Lynch pursues these questions into discussions of representation that consider things like the caricature, noting the fine line between the two.

She concludes with what I think is a telling passage:

What would it mean to understand the history of character in the era when everything is rising—the novel, a distinctively British school of painting, a new style of acting—not as a (teleologically based) story of the ascendancy of a naturalistic or realistic practice in the arts but as a history of social practices? It would mean, I have tried to suggest, acknowledging the competitions and alliances that divided and united these media prior to the age of literature, a rather different project than engaging with each medium in isolation. And it would mean not attempting to define what a character is (a project that very often turns prescriptive and dictates what a character should be), but instead attending to the desires that have been formulated in the name of character. (77)

—. “Fictions of Social Circulation.” The Economy of Character: Novels, Market Culture, and the Business of Inner Meaning.

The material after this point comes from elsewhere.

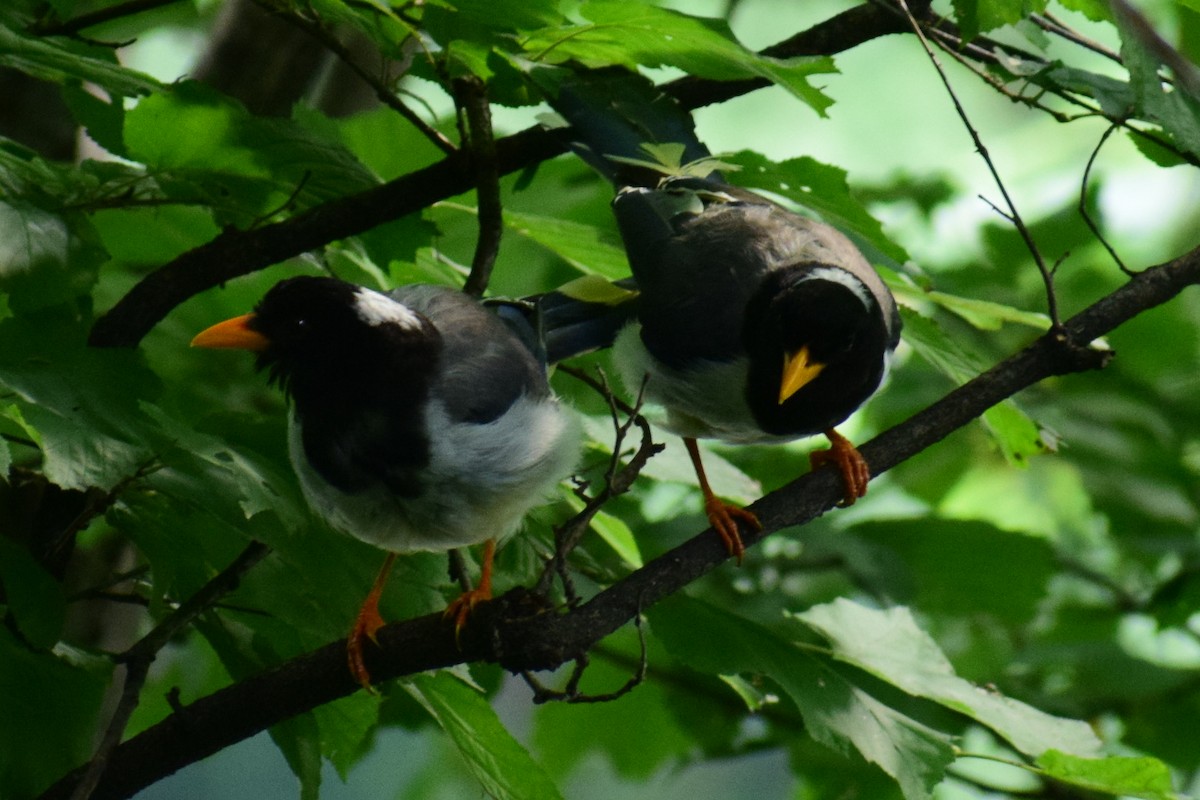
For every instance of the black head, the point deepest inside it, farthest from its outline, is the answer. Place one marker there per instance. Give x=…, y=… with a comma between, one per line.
x=325, y=337
x=835, y=318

Chicago: U Chicago P, 1998. 80-121. Print.

In this chapter, Lynch “engage[s] with a dominant mid-century model of characterization by engaging with the numerous mid-century fictions that treat the education of a gentleman who eventually becomes worthy of the station assigned him. Characterization is conceived of as the medium of this education.

Most of this chapter is spent further developing the points made in chapter one, with particular reference to Waverly, A Sentimental Journey, and Clarissa, as well as narratives whose main ‘characters’ were inanimate objects—even actual currency.